Ya benar, Ankhesenamun merupakan saudara perempuannya (half sister) Raja Tut sekaligus istrinya.
Pernikahan Ankhesenamun dengan Tutankhamun mungkin bukan pernikahan antar keluarga pertamanya — atau bahkan yang terakhir.
Incest masuk akal bagi keluarga penguasa Mesir Kuno saat itu.
Banyak yang percaya - atau setidaknya secara terbuka mengklaim - mereka adalah keturunan dewa.
Pernikahan antar keluarga adalah tentang menjaga kemurnian garis keturunan suci.
Mereka juga memusatkan kekuasaan di tangan keluarga kerajaan, secara efektif mendelegitimasi pesaing lain untuk takhta.
Tanpa pemahaman genetika, mereka tidak mampu memahami bahaya inses — dan mereka membayar harganya.
Meskipun asal usulnya tidak pasti, banyak yang menunjuk ke Tutankhamun sebagai korban perkawinan sedarah, mengutip bukti kaki pengkor dan masalah kesehatan bawaan serius lainnya di jenazahnya.
Beberapa orang berpendapat bahwa orang tua Tutankhamun adalah saudara kandung.
Itu adalah takdir yang harus diterima Ankhesenamun.
Sejarawan telah menemukan bukti kuat bahwa wanita kerajaan misterius itu mungkin, sebagai putri ketiga firaun, telah menjabat sebagai pengantin untuk ayahnya, Akhenaten, setelah Nefertiti meninggal - tetapi sebelum dia menikah dengan saudara laki-lakinya Tutankhamun.
Sejarawan percaya bahwa Akhenaten mungkin telah mencoba untuk memiliki anak dengan kakak perempuan Ankhesenamun.
Kisah-kisah di dinding makam keluarga menunjukkan bahwa kehamilan itu berakhir dengan keguguran dan kematian.
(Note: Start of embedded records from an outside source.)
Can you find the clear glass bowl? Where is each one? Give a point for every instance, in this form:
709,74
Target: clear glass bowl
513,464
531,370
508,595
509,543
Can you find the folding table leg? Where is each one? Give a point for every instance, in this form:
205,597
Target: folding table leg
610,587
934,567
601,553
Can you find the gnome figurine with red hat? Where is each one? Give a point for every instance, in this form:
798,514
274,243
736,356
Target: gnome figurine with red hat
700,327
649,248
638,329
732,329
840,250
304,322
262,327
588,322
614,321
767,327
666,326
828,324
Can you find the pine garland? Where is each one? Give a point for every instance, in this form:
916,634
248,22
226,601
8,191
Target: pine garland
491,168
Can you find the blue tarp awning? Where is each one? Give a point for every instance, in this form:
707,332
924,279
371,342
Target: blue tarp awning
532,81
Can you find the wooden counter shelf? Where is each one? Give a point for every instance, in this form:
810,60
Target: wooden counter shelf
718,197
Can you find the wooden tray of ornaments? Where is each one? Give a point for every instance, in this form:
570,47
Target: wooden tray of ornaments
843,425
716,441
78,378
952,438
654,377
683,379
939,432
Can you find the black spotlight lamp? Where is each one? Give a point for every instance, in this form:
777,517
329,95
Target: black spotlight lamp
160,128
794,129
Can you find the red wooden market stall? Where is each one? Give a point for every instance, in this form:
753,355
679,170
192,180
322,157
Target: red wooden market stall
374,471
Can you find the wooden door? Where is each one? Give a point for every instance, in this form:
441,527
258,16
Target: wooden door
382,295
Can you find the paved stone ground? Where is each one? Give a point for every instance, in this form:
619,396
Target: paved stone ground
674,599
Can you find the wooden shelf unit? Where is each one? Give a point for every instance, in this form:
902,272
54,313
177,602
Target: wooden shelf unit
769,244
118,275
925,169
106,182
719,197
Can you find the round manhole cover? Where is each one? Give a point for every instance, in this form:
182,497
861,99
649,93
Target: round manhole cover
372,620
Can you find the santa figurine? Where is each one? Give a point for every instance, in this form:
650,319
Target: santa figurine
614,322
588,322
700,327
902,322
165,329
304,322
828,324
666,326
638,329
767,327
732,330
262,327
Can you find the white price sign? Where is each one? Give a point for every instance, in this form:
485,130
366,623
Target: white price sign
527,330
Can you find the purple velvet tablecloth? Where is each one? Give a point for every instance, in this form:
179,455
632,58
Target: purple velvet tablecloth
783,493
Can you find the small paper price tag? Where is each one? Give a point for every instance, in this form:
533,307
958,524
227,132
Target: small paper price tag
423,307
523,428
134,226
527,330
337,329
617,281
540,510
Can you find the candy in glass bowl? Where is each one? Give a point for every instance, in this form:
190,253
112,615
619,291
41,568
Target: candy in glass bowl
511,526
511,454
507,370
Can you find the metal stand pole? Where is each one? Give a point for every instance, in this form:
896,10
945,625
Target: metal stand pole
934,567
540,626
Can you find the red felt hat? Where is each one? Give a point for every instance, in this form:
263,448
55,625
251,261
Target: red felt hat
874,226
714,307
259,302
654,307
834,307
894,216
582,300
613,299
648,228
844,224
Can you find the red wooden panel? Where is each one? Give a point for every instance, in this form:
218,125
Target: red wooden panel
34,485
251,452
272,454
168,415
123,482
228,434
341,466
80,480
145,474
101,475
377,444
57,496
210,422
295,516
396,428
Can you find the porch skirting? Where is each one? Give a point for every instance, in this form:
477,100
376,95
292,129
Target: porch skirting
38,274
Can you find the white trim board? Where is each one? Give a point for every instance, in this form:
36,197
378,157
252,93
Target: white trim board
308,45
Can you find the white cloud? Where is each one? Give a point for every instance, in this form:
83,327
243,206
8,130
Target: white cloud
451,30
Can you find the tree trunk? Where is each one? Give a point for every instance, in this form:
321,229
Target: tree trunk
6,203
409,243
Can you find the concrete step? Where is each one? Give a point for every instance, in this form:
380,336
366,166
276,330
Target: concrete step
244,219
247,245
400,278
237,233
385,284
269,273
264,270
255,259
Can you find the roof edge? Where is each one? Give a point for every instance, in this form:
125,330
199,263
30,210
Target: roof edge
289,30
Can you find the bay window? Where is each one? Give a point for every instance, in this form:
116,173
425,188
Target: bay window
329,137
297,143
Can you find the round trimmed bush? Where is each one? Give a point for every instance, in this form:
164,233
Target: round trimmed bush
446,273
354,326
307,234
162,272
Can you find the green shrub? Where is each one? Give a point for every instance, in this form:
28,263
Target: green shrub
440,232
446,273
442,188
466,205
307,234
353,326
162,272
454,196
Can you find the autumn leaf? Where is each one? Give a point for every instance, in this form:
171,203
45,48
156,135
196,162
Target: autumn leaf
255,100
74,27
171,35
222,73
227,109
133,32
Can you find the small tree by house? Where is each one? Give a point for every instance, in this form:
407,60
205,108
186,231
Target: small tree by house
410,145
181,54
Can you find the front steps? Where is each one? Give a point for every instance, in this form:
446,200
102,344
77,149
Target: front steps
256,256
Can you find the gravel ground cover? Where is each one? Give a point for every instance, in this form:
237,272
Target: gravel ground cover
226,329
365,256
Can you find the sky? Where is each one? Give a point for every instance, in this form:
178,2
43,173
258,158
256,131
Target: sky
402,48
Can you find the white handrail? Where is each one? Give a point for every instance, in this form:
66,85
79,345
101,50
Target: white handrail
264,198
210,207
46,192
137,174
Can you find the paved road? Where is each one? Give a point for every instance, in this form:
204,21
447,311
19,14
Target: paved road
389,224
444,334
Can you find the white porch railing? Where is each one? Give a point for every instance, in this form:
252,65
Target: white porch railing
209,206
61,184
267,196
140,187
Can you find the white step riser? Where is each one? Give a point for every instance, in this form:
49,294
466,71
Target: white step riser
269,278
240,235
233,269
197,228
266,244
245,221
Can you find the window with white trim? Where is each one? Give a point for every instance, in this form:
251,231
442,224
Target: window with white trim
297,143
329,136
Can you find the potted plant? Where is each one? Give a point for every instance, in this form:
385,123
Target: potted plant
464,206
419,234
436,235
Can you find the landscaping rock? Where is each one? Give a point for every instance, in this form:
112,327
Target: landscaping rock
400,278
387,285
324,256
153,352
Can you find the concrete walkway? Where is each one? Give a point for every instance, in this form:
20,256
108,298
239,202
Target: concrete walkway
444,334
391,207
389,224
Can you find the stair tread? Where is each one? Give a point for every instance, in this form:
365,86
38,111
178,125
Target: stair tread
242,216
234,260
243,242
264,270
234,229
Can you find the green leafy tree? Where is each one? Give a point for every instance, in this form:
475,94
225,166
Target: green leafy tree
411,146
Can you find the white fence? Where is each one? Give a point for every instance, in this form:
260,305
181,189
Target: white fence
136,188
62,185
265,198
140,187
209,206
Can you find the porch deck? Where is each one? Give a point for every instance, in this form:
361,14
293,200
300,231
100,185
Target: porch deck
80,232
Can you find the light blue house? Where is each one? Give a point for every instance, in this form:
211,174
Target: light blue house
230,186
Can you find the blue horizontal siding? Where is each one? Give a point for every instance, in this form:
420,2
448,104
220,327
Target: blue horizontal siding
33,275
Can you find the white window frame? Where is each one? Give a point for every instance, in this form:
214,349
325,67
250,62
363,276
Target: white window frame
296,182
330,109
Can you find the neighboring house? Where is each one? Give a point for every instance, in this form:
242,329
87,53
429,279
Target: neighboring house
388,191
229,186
Akhenaten — dan dinastinya pada umumnya — berada dalam posisi yang sangat rentan, yang mungkin merupakan salah satu alasan dia merasa bahwa mengamankan ahli waris yang luas itu penting.
Setelah Akenhaten meninggal, Tutankhamun berkuasa.
Ditempatkan secara genting dan dengan sedikit waktu untuk mengkonsolidasikan kekuasaan, seorang Tutankhamun muda pun menikahi saudara perempuan remajanya, Ankhesenamun.
Ditekan, mungkin, oleh para pendeta yang merupakan pilar vital kekuasaan kerajaan, mereka mengubah nama mereka sendiri.
Tutankhaten, yang berarti “gambar hidup Aten”, mengubah akhiran namanya menjadi “Amun”, mengganti cakram matahari ayahnya dengan dewa matahari tradisional dari panteon Mesir.
Ankhesenamun, sebelumnya Ankhesenpaaten, mengikutinya.
Raja maupun ratu yang masih sangat muda itu melalui waktu yang menakutkan saat bertugas menjalankan seluruh negeri.
Tut dan istrinya pada awalnya mengandalkan penasihat yang kuat untuk memerintah negara kuno itu.
Waktu Tut sebagai raja bukanlah yang paling bahagia.
Muminya menunjukkan bahwa dia lemah dan diganggu oleh penyakit - sebuah hipotesis yang dikuatkan oleh penemuan ratusan tongkat hiasan di makamnya yang terkenal.
Ahli waris mungkin telah menstabilkan pemerintahan Tut, dan bukti mendukung gagasan bahwa dia dan Ankhesenamun mencoba tanpa hasil untuk memiliki anak.
Mumi dua janin perempuan, berusia lima hingga delapan bulan, ditemukan di makam Tut.
Pengujian genetik memastikan bahwa anak perempuan yang belum lahir adalah milik Tut dan mumi di dekatnya, kemungkinan besar Ankhesenamun.
Ini juga mengungkapkan bahwa anak perempuan Tut yang lebih tua yang belum lahir, jika dibawa ke masa kehamilan, akan menderita kelainan bentuk Sprengel, spina bifida, dan skoliosis.
Sekali lagi, keluarga kerajaan Mesir menderita kelainan genetik yang tidak dapat mereka pahami.
Pemerintahan Tut, meskipun terkenal, berlangsung singkat.
Tut meninggal muda, pada usia 19.
Sementara istrinya, Ankhesenamun dibiarkan berjuang sendiri.